4. Sucumbência recursal. Aplicação da regra do §11 do artigo 85 do CPC/2015. Exigibilidade
condicionada à hipótese prevista no § 3º do artigo 98 do Código de Processo Civil/2015.
5. Apelação não provida.
Acórdao
Jurisprudência/TRF3 - Acórdãos
APELAÇÃO CÍVEL (198) Nº5166324-45.2020.4.03.9999
RELATOR:Gab. 24 - DES. FED. PAULO DOMINGUES
APELANTE: MARIA MARAIZA FELIPE GARCIA
Advogado do(a) APELANTE: MARIA LUIZA NUNES - SP213762-N
APELADO: INSTITUTO NACIONAL DO SEGURO SOCIAL - INSS
OUTROS PARTICIPANTES:
APELAÇÃO CÍVEL (198) Nº5166324-45.2020.4.03.9999
RELATOR:Gab. 24 - DES. FED. PAULO DOMINGUES
APELANTE: MARIA MARAIZA FELIPE GARCIA
Advogado do(a) APELANTE: MARIA LUIZA NUNES - SP213762-N
APELADO: INSTITUTO NACIONAL DO SEGURO SOCIAL - INSS
OUTROS PARTICIPANTES:
R E L A T Ó R I O
Trata-se de ação objetivando a concessão de benefício assistencial de prestação continuada
(LOAS) previsto pelo inciso V do artigo 203 da Constituição Federal à pessoa idosa.
A sentença, prolatada em 26.10.2019, julgou improcedente o pedido inicial sob o fundamento de
que não foi preenchido o requisito de miserabilidade, nos termos que seguem: “Pelo exposto, e
acolhendo o parecer do Ministério Público (fls. 73/75), julgo improcedente a ação e condeno a
autora ao pagamento de honorários advocatícios, que fixo em 10% sobre o valor atribuído à
causa, com observância do art. 98, § 3º, do CPC. Sem custas.

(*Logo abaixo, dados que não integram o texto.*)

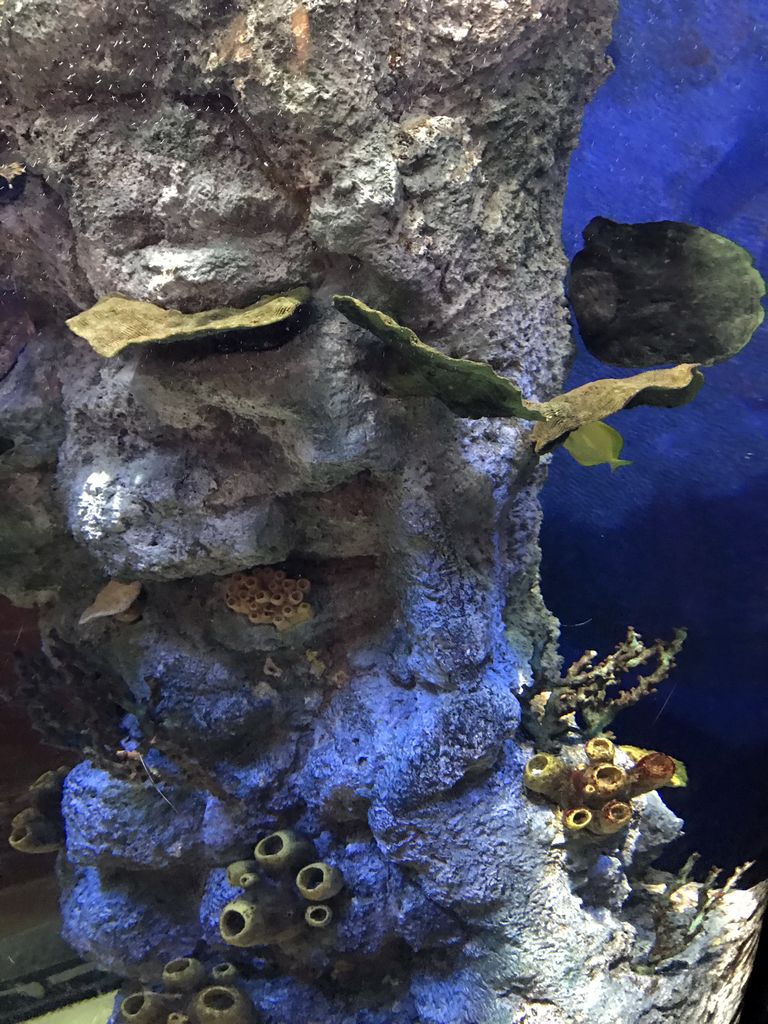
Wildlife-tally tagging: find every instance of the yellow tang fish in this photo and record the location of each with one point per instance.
(595, 443)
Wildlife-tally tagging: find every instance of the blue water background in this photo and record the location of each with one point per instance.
(680, 538)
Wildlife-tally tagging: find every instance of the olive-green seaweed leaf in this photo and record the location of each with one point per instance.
(115, 322)
(414, 369)
(598, 399)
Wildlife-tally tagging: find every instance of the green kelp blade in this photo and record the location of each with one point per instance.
(680, 777)
(664, 292)
(115, 322)
(596, 443)
(416, 370)
(599, 399)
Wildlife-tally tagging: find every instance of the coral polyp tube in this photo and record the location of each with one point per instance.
(611, 817)
(578, 818)
(600, 750)
(651, 772)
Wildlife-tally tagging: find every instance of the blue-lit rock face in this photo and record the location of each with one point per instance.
(417, 160)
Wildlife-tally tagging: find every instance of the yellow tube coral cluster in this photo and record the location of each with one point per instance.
(596, 797)
(268, 596)
(39, 828)
(192, 993)
(282, 876)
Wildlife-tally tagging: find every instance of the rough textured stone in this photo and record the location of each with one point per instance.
(416, 158)
(664, 292)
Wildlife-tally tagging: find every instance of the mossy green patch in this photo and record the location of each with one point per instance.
(415, 369)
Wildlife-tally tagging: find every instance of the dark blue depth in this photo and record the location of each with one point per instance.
(680, 131)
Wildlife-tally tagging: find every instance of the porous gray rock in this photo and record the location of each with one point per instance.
(197, 155)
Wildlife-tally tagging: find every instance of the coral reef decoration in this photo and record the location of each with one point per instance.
(115, 600)
(598, 399)
(664, 292)
(591, 694)
(12, 181)
(415, 369)
(269, 597)
(116, 322)
(290, 894)
(596, 796)
(637, 753)
(192, 992)
(39, 827)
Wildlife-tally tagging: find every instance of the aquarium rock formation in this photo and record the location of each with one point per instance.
(200, 156)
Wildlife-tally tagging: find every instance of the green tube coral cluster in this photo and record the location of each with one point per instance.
(278, 884)
(596, 797)
(192, 993)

Com o trânsito em julgado, ao
arquivo. Dê-se ciência ao Ministério Público. P.I.C.”
Apela a parte autora alegando para tanto que preenche os requisitos necessários para a
concessão do benefício.
Com contrarrazões, vieram os autos a este Tribunal.
O Ministério Público Federal opinou pelo desprovimento do recurso.
É o relatório.
APELAÇÃO CÍVEL (198) Nº5166324-45.2020.4.03.9999
RELATOR:Gab. 24 - DES. FED. PAULO DOMINGUES
APELANTE: MARIA MARAIZA FELIPE GARCIA
Advogado do(a) APELANTE: MARIA LUIZA NUNES - SP213762-N
APELADO: INSTITUTO NACIONAL DO SEGURO SOCIAL - INSS
OUTROS PARTICIPANTES:
V O T O
Presentes os pressupostos de admissibilidade, conheço do recurso de apelação.

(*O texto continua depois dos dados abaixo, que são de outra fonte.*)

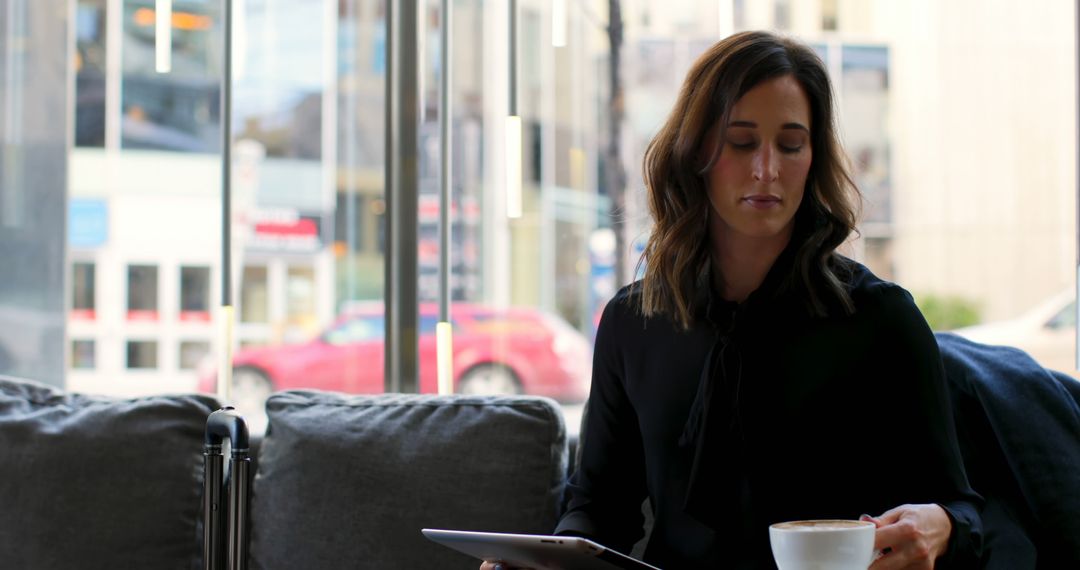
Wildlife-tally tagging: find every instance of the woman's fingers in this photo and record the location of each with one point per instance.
(910, 537)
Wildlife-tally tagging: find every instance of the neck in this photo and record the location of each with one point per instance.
(743, 261)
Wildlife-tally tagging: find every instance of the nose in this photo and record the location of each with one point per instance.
(766, 164)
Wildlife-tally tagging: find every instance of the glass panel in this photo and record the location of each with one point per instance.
(34, 134)
(179, 110)
(90, 62)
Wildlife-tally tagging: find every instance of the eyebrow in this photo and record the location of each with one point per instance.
(751, 124)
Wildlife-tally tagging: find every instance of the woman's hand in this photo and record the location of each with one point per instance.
(496, 566)
(910, 537)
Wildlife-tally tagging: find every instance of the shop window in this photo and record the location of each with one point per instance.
(143, 354)
(83, 306)
(194, 294)
(142, 293)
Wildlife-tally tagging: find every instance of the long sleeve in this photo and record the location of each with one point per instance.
(917, 364)
(605, 493)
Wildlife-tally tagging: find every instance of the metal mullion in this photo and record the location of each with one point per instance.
(402, 270)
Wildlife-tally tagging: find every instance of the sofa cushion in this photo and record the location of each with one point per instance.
(348, 482)
(91, 482)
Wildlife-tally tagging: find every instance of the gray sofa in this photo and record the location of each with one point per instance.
(339, 482)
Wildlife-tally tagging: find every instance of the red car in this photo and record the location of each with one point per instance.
(504, 351)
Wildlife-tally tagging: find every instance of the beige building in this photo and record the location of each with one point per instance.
(981, 127)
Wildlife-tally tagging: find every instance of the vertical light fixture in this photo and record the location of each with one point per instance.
(558, 23)
(513, 126)
(163, 36)
(726, 21)
(444, 340)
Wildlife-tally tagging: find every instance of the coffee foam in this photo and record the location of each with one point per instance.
(822, 525)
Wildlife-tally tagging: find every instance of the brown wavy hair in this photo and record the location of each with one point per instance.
(677, 256)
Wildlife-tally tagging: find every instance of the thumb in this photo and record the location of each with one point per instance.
(890, 516)
(877, 521)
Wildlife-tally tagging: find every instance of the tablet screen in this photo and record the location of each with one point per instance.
(536, 551)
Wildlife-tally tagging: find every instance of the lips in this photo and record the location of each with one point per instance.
(764, 201)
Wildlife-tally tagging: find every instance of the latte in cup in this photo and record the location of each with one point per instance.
(822, 544)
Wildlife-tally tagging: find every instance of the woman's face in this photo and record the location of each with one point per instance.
(756, 185)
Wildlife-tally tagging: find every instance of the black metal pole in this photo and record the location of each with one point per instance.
(213, 464)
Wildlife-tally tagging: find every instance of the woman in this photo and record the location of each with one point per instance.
(754, 375)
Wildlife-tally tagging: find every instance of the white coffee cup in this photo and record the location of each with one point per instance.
(822, 544)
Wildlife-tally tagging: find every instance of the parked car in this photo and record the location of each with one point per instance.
(496, 351)
(1047, 333)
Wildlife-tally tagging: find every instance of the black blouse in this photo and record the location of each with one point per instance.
(763, 414)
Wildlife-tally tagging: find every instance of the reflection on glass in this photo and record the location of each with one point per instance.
(178, 110)
(90, 58)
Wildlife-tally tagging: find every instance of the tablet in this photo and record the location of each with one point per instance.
(536, 551)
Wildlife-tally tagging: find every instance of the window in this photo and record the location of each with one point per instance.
(142, 354)
(194, 294)
(254, 300)
(82, 290)
(179, 110)
(142, 180)
(192, 353)
(143, 293)
(83, 355)
(828, 17)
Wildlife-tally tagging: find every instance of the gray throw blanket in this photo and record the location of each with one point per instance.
(1018, 426)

O benefício de prestação continuada é devido ao portador de deficiência (§2º do artigo 20 da Lei
nº 8.742/93, com a redação dada pela Lei nº 12.470/2011) ou idoso com 65 (sessenta e cinco)
anos ou mais (artigo 34 da Lei nº 10.741/2003) que comprove não possuir meios de prover a
própria manutenção e nem de tê-la provida por sua família.
O artigo 20, § 3º da Lei 8742/93 considera incapaz de prover a manutenção da pessoa com
deficiência ou idosa a família cuja renda mensal per capita seja inferior a 1/4 (um quarto) do
salário-mínimo. (Redação dada pela Lei nº 12.435, de 2011).
A constitucionalidade dessa norma foi questionada na ADI 1.232-1/DF, tendo o Plenário do
Supremo Tribunal Federal, por maioria, decidido pela improcedência do pedido, ao fundamento
que a fixação da renda per capita no patamar de ¼ do salário mínimo sugere a presunção
absoluta de pobreza. Concluiu, contudo, que não é a única forma suscetível de se aferir a
situação econômica da família do idoso ou portador de deficiência.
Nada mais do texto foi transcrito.